Nahir Galarza concedió una extensa entrevista desde la Unidad Penal de Mujeres donde cumple prisión perpetua por el asesinato de Fernando Pastorizzo en Gualeguaychú. A casi nueve años del hecho, la joven habló sobre su vida en la cárcel, su condena y las secuelas emocionales que arrastra desde entonces. “Soy responsable de quitarle la vida a una persona”, afirmó, marcando uno de los reconocimientos más claros que ha hecho desde que fue condenada en 2018.
Durante más de una hora, Galarza repasó distintos aspectos de su historia, desde la relación que mantuvo con Pastorizzo hasta su rutina diaria en prisión. Actualmente tiene 27 años y se encuentra cursando el último año de Psicología Social, además de participar en cursos de cocina, gestión jurídica y actividades físicas como yoga y gimnasia. Explicó que la educación es un pilar fundamental para sobrellevar el encierro y que sus estudios le han permitido comprender mejor su personalidad y su pasado.
La notoriedad que adquirió el caso la acompañó incluso dentro de la cárcel. Muchas de sus compañeras ya tenían una imagen formada sobre ella antes de conocerla personalmente, y varias admitieron que esperaban una persona “re asquerosa” o “cerrada”. Sin embargo, con el tiempo esas percepciones cambiaron y Galarza logró construir amistades profundas, aunque la dinámica de la prisión perpetua implica despedidas constantes cuando otras internas recuperan la libertad.

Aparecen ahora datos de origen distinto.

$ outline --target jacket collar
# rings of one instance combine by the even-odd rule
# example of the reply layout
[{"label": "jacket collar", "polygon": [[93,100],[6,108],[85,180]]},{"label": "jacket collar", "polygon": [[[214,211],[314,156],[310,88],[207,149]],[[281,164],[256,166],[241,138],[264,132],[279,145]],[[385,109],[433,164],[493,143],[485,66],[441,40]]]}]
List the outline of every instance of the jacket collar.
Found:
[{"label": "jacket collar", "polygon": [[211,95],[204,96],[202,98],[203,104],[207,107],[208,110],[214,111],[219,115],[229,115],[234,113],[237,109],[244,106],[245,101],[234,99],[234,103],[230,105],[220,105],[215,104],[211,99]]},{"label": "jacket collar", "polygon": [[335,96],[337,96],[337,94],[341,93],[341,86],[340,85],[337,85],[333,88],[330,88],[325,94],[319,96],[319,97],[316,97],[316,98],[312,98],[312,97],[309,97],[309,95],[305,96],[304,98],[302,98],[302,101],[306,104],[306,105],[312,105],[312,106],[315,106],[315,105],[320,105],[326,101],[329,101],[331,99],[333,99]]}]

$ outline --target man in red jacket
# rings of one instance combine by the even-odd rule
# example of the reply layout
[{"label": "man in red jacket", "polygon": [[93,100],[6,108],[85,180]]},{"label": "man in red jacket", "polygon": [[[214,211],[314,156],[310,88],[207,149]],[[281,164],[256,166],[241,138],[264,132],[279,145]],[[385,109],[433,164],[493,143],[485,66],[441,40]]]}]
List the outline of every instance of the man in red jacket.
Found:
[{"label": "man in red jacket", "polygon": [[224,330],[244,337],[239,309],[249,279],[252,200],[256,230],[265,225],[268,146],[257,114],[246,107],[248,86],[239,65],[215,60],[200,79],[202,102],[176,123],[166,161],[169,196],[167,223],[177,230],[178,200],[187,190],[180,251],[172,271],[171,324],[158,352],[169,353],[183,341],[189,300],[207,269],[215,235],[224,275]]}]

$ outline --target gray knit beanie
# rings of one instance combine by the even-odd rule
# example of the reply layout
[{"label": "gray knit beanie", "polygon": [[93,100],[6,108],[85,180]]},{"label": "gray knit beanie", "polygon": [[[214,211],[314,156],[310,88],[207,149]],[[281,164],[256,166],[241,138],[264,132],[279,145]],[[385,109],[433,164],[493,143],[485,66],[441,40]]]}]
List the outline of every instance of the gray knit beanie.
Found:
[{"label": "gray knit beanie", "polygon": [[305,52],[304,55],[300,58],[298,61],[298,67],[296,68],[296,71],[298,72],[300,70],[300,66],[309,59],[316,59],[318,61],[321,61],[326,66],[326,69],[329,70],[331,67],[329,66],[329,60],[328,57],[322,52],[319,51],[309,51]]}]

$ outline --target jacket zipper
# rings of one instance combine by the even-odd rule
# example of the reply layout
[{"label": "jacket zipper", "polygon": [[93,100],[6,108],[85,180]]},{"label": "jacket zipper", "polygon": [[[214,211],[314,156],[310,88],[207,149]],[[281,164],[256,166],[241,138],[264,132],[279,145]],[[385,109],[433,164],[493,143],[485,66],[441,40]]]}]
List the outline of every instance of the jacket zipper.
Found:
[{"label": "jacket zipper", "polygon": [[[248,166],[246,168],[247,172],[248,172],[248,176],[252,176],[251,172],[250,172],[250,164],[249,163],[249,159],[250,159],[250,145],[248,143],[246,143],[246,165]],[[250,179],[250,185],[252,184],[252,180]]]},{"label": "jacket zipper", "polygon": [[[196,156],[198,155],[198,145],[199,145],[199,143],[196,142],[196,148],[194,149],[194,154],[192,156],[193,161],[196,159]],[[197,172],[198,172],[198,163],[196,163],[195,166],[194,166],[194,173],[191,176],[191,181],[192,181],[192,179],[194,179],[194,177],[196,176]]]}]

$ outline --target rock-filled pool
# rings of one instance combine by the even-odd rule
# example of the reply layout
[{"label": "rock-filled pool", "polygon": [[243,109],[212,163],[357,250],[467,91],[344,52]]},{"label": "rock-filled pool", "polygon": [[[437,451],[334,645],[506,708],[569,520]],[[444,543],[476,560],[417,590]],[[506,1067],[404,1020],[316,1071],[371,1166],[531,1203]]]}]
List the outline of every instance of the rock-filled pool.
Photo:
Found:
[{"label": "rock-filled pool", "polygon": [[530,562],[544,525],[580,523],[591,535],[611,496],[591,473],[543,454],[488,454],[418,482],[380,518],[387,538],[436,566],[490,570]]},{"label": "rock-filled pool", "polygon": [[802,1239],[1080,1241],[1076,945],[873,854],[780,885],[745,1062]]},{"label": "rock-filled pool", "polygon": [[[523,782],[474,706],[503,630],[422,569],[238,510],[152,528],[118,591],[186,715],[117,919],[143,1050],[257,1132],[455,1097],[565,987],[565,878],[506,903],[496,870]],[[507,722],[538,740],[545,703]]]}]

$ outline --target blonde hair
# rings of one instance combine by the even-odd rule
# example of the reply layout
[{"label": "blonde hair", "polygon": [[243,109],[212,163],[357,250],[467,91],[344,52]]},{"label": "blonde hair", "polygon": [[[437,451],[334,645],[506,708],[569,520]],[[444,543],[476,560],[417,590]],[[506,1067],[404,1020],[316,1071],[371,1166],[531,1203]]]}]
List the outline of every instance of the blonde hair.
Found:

En cuanto a su vida sentimental, reveló que mantuvo relaciones de pareja durante su estadía en prisión, lo que le permitió entender qué es una relación saludable y diferenciar entre apego emocional y respeto mutuo. Sobre su vínculo con Pastorizzo, insistió en que nunca tuvieron un noviazgo formal, sino una relación intermitente con períodos de distanciamiento y reconciliación, marcada por una fuerte dependencia emocional. “Hoy puedo saber que amor es otra cosa”, dijo, y reconoció que a pesar de saber que la relación era dañina, no encontraba herramientas para romperla.
Respecto a la madrugada del 29 de diciembre de 2017, cuando ocurrió el crimen, Galarza se mostró cautelosa y evitó reconstruir los hechos en detalle. Afirmó que el paso del tiempo afectó sus recuerdos y que no estaba segura de que volver a contar la historia sirviera de algo, dado que su condena está firme. Sin embargo, reiteró en varias oportunidades que asume la responsabilidad por la muerte de Pastorizzo.
Sobre las distintas versiones que dio durante la investigación judicial, explicó que su primera confesión fue influenciada por el consejo de su abogado de entonces, y que se encontraba emocionalmente desbordada y en estado de shock tras conocer la muerte de Pastorizzo. Reconoció que muchas de sus declaraciones fueron parte de estrategias legales, pero aseguró que nada de lo que diga ahora cambiará su situación judicial. “Mi condena está firme. Nada de lo que diga ahora va a cambiar nada”, concluyó.